More to the point - I didn't want to learn to cook because that was my mom's job. And frankly I couldn't imagine a time when that wouldn't be her job. Besides, I wanted to hang out with the unruly mob of cousins.
One holiday my cousins and me were all piled on the couch watching television. A diaper commercial came on at the exact same moment that our youngest cousin Kisha crossed in front of the TV. "Look at the baby!" said Tom pointing to the screen. Kisha (thinking he was talking about her) became enraged. She went from zero to demonically possessed in a mere moment. She turned to face all of us, "I AM NOT A BABY!" she screamed. We froze for a second before busting up in laughter. No way was I going to be stuck in the kitchen and miss this.
We were a family who made fun of each other for sport. We loved nothing more than recounting foul-ups and re-living each other's most embarrassing moments, and we did this while eating of course.

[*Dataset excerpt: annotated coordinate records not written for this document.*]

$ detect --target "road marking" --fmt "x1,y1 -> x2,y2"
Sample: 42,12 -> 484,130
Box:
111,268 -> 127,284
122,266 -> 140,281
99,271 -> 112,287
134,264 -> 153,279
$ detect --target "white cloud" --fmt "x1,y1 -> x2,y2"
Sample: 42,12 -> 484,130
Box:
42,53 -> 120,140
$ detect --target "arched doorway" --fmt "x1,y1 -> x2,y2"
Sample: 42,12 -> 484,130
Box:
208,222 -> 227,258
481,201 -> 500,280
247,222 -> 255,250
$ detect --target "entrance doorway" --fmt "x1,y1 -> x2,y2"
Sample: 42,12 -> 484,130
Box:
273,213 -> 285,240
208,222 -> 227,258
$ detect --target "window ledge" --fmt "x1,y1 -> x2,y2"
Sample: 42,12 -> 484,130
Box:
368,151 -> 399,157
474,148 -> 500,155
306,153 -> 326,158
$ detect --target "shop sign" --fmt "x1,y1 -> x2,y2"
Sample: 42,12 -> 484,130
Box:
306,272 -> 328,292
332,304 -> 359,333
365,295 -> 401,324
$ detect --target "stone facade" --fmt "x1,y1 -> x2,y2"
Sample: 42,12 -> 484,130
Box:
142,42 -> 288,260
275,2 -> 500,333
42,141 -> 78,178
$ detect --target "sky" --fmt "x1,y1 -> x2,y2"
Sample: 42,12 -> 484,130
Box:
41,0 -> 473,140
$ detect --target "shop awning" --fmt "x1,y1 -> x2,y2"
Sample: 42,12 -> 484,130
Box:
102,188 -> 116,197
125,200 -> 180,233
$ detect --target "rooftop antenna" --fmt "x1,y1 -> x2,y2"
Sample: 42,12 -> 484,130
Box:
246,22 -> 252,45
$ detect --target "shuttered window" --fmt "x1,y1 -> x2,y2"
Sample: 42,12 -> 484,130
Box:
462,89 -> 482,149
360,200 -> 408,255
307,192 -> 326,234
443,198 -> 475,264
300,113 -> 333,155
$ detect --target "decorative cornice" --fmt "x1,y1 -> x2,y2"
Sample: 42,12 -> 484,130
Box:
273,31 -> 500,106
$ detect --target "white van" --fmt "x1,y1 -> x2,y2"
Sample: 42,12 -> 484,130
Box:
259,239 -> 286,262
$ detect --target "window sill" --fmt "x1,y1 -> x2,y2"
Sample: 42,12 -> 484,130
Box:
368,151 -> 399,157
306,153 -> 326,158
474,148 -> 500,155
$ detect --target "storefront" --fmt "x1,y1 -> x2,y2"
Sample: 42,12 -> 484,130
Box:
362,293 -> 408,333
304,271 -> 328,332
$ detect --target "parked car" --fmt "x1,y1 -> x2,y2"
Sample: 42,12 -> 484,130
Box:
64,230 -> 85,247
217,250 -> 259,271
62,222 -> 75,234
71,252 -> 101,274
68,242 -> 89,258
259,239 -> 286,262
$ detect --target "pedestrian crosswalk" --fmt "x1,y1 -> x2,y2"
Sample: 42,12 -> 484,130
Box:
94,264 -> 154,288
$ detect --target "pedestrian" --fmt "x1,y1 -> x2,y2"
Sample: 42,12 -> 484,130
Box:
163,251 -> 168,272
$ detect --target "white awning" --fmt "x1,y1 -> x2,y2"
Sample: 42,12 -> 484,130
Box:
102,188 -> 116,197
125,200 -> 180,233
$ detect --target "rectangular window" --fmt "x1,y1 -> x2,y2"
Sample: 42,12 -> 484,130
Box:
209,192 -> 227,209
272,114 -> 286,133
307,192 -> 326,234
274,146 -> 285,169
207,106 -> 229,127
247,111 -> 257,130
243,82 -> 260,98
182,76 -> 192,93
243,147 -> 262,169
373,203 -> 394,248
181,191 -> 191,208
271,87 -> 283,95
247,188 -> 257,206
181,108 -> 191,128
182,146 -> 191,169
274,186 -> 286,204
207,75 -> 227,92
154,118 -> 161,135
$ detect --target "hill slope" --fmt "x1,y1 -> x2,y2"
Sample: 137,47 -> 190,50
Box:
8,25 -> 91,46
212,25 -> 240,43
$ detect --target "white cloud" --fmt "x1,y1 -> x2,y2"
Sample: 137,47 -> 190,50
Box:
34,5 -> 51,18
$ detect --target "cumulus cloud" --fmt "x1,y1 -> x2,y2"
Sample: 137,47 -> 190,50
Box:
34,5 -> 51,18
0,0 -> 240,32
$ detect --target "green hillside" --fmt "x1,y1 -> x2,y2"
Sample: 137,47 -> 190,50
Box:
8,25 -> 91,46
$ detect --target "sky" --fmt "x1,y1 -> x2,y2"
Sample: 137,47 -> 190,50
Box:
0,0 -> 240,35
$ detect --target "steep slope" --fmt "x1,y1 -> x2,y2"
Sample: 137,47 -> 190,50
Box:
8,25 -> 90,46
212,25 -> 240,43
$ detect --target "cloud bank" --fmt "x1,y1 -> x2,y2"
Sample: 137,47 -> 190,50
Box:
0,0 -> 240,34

For instance, If you had too many Red Bulls and vodka one Thanksgiving, threw up candy colored puke, and then wailed, "But I didn't get any turkey . . . " This will not be forgotten. This legacy will be passed on to your children's children.

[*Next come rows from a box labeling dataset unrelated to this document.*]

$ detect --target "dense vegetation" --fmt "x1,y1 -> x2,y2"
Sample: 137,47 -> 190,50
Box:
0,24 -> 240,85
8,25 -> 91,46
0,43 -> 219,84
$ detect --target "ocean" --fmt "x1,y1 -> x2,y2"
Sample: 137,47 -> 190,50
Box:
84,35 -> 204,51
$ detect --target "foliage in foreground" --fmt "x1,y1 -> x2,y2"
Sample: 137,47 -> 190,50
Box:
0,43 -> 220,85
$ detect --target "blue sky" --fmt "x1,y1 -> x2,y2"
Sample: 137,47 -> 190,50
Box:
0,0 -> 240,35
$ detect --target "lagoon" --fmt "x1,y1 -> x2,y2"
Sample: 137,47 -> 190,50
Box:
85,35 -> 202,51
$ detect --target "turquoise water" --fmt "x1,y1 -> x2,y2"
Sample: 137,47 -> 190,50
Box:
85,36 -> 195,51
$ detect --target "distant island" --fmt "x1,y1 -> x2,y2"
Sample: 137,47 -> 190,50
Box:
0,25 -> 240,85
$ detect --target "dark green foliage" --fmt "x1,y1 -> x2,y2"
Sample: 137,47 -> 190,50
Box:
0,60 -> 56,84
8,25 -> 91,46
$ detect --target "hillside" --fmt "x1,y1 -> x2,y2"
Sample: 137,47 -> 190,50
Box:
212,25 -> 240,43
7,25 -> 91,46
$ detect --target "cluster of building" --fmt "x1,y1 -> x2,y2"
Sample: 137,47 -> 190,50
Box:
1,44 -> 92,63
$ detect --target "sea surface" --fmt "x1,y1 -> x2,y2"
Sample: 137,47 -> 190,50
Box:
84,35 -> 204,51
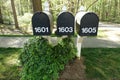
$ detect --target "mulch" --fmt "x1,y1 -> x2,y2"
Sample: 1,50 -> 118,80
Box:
59,58 -> 86,80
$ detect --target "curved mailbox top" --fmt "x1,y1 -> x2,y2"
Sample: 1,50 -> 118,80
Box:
56,12 -> 75,35
76,12 -> 99,36
32,12 -> 51,35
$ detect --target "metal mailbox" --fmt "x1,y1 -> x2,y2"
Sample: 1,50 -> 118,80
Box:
56,12 -> 75,35
32,12 -> 52,35
75,12 -> 99,36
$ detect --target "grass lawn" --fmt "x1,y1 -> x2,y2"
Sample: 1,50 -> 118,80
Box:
82,48 -> 120,80
0,48 -> 120,80
0,48 -> 20,80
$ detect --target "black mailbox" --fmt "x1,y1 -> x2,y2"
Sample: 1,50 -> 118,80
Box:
32,12 -> 52,35
76,12 -> 99,36
56,12 -> 75,35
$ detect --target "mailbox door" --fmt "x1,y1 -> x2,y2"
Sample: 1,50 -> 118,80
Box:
32,12 -> 51,35
79,12 -> 99,36
56,12 -> 75,35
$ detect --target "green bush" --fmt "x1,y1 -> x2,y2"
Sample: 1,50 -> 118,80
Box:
19,37 -> 77,80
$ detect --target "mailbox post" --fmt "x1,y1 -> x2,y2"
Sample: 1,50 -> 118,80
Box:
75,11 -> 99,58
32,12 -> 52,35
56,12 -> 75,35
76,12 -> 99,36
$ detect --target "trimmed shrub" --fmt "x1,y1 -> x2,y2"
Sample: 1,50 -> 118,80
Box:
19,37 -> 77,80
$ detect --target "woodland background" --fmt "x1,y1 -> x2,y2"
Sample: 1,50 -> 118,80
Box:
0,0 -> 120,34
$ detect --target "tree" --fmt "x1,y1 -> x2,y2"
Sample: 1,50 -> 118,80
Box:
11,0 -> 19,29
0,7 -> 3,23
32,0 -> 42,13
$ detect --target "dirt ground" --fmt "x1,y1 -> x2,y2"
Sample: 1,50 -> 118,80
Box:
59,58 -> 87,80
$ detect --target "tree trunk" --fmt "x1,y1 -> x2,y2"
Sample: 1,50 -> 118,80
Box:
11,0 -> 19,29
0,7 -> 3,24
32,0 -> 42,13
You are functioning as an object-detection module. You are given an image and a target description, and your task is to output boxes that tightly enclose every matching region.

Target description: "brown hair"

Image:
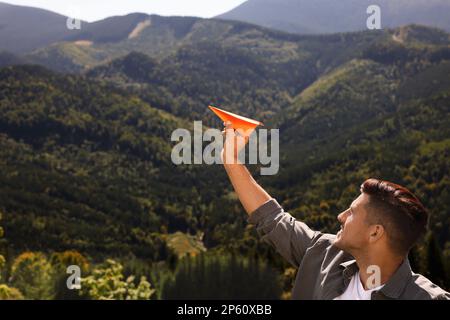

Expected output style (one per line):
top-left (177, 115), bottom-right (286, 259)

top-left (361, 179), bottom-right (429, 255)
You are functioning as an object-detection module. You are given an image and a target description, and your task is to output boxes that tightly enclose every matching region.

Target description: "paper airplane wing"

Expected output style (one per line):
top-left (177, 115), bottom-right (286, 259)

top-left (209, 106), bottom-right (263, 135)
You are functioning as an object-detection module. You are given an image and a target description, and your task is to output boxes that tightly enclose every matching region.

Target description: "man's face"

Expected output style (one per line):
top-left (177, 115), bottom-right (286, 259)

top-left (334, 193), bottom-right (370, 254)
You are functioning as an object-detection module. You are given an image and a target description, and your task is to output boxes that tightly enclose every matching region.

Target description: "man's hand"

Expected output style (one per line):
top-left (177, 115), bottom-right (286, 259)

top-left (221, 122), bottom-right (249, 165)
top-left (222, 123), bottom-right (271, 214)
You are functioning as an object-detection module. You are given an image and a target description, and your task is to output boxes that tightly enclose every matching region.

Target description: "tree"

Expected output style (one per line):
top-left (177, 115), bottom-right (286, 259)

top-left (425, 232), bottom-right (447, 287)
top-left (81, 259), bottom-right (155, 300)
top-left (162, 254), bottom-right (282, 299)
top-left (51, 250), bottom-right (89, 300)
top-left (11, 252), bottom-right (54, 300)
top-left (0, 212), bottom-right (23, 300)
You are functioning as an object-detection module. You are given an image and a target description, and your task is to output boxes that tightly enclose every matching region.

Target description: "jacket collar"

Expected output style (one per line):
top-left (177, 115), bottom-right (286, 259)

top-left (340, 258), bottom-right (412, 299)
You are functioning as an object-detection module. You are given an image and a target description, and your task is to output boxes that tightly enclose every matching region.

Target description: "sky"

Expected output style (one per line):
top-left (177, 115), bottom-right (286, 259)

top-left (0, 0), bottom-right (245, 22)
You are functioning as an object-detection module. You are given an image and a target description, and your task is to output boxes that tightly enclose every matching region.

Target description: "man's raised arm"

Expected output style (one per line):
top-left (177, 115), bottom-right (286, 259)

top-left (222, 125), bottom-right (321, 267)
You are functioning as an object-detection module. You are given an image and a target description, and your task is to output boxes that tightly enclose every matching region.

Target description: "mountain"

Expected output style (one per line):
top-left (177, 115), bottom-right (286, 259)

top-left (0, 66), bottom-right (232, 260)
top-left (0, 2), bottom-right (77, 53)
top-left (0, 4), bottom-right (450, 290)
top-left (216, 0), bottom-right (450, 34)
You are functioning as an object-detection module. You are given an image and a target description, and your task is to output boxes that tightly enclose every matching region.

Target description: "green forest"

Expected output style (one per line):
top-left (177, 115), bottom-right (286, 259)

top-left (0, 18), bottom-right (450, 299)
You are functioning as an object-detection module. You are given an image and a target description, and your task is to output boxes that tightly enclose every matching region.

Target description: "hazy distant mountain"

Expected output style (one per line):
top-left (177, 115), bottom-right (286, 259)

top-left (217, 0), bottom-right (450, 34)
top-left (0, 3), bottom-right (76, 53)
top-left (0, 3), bottom-right (163, 54)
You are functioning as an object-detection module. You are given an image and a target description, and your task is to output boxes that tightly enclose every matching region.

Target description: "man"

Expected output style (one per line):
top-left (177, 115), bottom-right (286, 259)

top-left (222, 123), bottom-right (450, 300)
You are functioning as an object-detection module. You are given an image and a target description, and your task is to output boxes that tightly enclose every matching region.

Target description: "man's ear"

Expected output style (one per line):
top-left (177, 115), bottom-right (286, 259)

top-left (369, 224), bottom-right (385, 243)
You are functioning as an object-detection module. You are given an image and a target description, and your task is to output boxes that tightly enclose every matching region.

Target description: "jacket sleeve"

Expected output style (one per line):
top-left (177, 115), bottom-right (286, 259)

top-left (248, 199), bottom-right (322, 268)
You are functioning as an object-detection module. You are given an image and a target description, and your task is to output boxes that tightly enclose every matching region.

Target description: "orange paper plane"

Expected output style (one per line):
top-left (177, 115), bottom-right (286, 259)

top-left (209, 106), bottom-right (263, 136)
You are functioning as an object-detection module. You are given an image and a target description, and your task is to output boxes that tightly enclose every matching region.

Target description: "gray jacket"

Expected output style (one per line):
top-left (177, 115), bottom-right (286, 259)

top-left (248, 199), bottom-right (450, 300)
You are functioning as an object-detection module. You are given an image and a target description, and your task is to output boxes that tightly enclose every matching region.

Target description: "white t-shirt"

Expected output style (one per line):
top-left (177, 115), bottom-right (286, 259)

top-left (334, 272), bottom-right (384, 300)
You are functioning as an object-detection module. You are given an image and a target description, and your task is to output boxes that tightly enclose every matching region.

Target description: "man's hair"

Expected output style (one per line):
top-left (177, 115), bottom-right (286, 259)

top-left (361, 179), bottom-right (429, 255)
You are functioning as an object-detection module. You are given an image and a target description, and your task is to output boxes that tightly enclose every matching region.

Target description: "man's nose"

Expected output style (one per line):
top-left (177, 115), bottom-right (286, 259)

top-left (338, 210), bottom-right (348, 224)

Our family's food was not exactly fussy, and neither were our holiday gatherings. Ours was a family that proudly re-used empty margarine tubs as serving dishes, where my grandmother and mother made many a salad where mayonnaise and Jell-O were featured ingredients.
Eventually, despite my decree, I did learn to cook. Hey you've got to eat, right?

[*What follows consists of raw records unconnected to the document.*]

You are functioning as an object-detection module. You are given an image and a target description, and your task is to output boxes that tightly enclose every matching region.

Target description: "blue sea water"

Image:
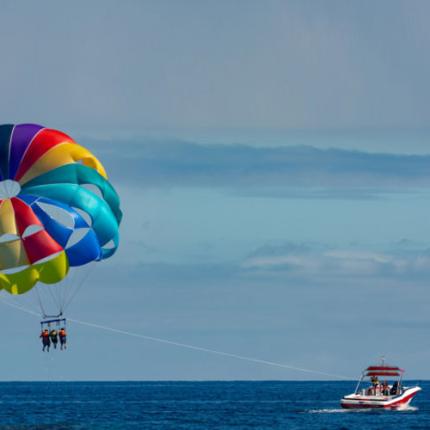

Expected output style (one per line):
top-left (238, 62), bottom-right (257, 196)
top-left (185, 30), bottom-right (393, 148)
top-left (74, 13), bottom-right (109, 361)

top-left (0, 381), bottom-right (430, 430)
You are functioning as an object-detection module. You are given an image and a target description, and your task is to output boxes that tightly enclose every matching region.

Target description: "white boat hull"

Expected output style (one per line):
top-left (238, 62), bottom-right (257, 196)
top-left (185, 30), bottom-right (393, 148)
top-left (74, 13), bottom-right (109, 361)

top-left (340, 387), bottom-right (421, 409)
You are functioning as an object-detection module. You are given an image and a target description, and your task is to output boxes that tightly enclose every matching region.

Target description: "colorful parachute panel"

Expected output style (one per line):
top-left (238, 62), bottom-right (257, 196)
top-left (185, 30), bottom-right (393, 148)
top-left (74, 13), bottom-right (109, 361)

top-left (0, 124), bottom-right (122, 294)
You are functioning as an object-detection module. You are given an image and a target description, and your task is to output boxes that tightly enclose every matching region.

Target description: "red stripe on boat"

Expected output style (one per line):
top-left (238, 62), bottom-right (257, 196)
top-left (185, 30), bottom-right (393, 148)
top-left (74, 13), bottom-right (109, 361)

top-left (15, 128), bottom-right (75, 181)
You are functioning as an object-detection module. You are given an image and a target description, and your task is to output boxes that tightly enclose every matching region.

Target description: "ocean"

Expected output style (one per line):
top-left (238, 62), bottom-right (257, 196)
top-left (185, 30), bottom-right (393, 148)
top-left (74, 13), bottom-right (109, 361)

top-left (0, 381), bottom-right (430, 430)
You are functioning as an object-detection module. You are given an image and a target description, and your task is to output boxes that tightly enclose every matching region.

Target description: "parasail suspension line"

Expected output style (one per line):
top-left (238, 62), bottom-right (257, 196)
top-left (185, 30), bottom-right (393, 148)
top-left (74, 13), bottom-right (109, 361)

top-left (0, 298), bottom-right (354, 380)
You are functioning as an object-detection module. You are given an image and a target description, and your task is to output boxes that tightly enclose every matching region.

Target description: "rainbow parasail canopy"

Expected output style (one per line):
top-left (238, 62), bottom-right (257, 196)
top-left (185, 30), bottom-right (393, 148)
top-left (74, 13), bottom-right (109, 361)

top-left (0, 124), bottom-right (122, 294)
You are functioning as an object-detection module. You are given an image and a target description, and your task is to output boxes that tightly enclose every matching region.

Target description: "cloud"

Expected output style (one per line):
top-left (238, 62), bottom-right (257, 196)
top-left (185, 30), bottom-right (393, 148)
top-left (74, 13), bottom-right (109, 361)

top-left (241, 243), bottom-right (430, 280)
top-left (90, 139), bottom-right (430, 199)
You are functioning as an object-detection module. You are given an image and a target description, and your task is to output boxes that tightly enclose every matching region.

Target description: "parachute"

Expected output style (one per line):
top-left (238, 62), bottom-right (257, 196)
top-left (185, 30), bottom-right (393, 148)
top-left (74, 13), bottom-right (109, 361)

top-left (0, 124), bottom-right (122, 318)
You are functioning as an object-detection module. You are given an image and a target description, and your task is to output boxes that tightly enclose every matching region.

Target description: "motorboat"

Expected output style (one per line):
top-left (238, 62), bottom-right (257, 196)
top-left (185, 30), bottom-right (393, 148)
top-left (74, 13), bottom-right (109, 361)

top-left (340, 362), bottom-right (421, 409)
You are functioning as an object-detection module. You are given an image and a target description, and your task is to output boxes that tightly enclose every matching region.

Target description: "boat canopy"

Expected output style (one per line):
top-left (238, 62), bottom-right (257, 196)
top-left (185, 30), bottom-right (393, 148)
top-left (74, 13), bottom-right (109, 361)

top-left (363, 366), bottom-right (405, 376)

And now, lo and behold, it's Kisha and me running the show. We've started a new tradition in the last couple of years -- Christmas Eve Eve. All the cousins and aunts and uncles come over on December 23rd. In my mind, it marks the spot where it's time to stop working already, and let the celebrating begin. It's a time when we can all give each other a good poke in the ribs before we break off into our own families.
I think if my mom were still with us, she would get a kick out of seeing Kisha and me in the kitchen. She was, after all, the quintessential matriarch -- whipping all of us into shape. If she were around I'd tell her I had one thing wrong. The kitchen is ground zero for the unruly mob. The kitchen is where it's at.
The most sought after dish, the one that has my husband peeking through the curtains saying is she here yet? -- Kisha's jalapeno poppers. Everything else can be improvised.